The number of municipalities exterminating monkeys reached about 500 in fiscal 1999, after the government revised a law to let prefectures eradicate harmful animals, a survey released Sunday shows.

The survey by All Life In a Viable Environment found that 497 municipalities in 41 prefectures disposed of 10,161 monkeys. In Nagano Prefecture, 43 municipalities did so, followed by 31 in Mie Prefecture and 28 in Gifu Prefecture. The survey was the first to reveal such figures on a municipal level. Annual Environment Ministry statistics show figures only on a prefectural level.

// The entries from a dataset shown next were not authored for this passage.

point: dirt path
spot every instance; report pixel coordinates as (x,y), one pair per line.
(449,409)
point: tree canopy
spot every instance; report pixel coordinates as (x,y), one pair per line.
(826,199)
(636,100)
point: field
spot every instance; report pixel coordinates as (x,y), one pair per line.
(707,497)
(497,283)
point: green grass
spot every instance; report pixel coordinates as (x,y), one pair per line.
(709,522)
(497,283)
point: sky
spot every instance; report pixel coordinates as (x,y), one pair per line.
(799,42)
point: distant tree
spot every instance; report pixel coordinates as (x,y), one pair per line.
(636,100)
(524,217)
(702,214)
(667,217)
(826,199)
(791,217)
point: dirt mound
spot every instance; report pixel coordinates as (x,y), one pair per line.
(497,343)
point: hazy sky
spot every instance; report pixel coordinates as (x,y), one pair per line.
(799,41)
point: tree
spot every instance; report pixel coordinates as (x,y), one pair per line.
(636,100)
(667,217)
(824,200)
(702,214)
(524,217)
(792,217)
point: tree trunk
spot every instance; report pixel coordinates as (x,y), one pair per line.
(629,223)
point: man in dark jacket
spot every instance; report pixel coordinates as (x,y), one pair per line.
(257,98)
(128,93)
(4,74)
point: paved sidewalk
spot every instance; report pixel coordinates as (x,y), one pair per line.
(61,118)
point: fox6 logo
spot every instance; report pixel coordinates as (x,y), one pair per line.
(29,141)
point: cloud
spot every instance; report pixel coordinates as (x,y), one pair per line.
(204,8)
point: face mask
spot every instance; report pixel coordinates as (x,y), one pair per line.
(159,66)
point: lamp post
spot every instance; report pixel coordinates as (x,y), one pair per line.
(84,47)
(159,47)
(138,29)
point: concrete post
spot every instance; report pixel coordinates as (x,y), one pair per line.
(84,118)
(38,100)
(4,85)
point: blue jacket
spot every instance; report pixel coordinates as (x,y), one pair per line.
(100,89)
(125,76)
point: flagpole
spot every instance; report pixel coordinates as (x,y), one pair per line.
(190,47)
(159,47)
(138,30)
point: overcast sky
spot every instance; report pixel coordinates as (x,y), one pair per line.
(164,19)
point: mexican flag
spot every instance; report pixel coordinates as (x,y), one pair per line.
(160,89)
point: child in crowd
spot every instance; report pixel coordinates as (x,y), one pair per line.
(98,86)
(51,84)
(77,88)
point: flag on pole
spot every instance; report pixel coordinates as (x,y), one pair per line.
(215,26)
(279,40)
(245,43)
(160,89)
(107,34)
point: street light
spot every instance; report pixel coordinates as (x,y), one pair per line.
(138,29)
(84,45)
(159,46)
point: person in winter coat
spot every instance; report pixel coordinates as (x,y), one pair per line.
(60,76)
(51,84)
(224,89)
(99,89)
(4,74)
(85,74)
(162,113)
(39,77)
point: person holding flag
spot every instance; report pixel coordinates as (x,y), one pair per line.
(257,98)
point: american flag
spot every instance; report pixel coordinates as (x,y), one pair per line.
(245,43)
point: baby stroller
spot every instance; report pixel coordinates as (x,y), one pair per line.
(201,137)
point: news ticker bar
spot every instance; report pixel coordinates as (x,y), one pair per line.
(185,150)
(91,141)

The Tokyo-based ALIVE sent questionnaires to 45 prefectures in August and inquiries to municipalities. No monkeys inhabit the two remaining prefectures, Hokkaido and Okinawa.

The survey found that most municipalities asked hunters' associations to shoot the monkeys. But some municipalities took what the Environment Ministry terms as "undesirable" measures to exterminate them.

Municipalities in Kyoto and Wakayama prefectures beat monkeys to death, while those in Fukushima and Aichi prefectures starved them.

Municipalities in five prefectures sold or gave monkeys to brokers and research institutes.

But those in three of the five prefectures did so without confirming that the recipients had permits from the prefectures to raise the primates, as stipulated in the revised law to protect birds and animals, the survey showed.

Fusako Nogami, head of ALIVE, said the group will soon send similar questionnaires to the municipalities in question to learn the details.

"Municipalities may end up seeing the frequent occurrence of illegal transactions of monkeys unless they dispose of them quickly and painlessly," she said.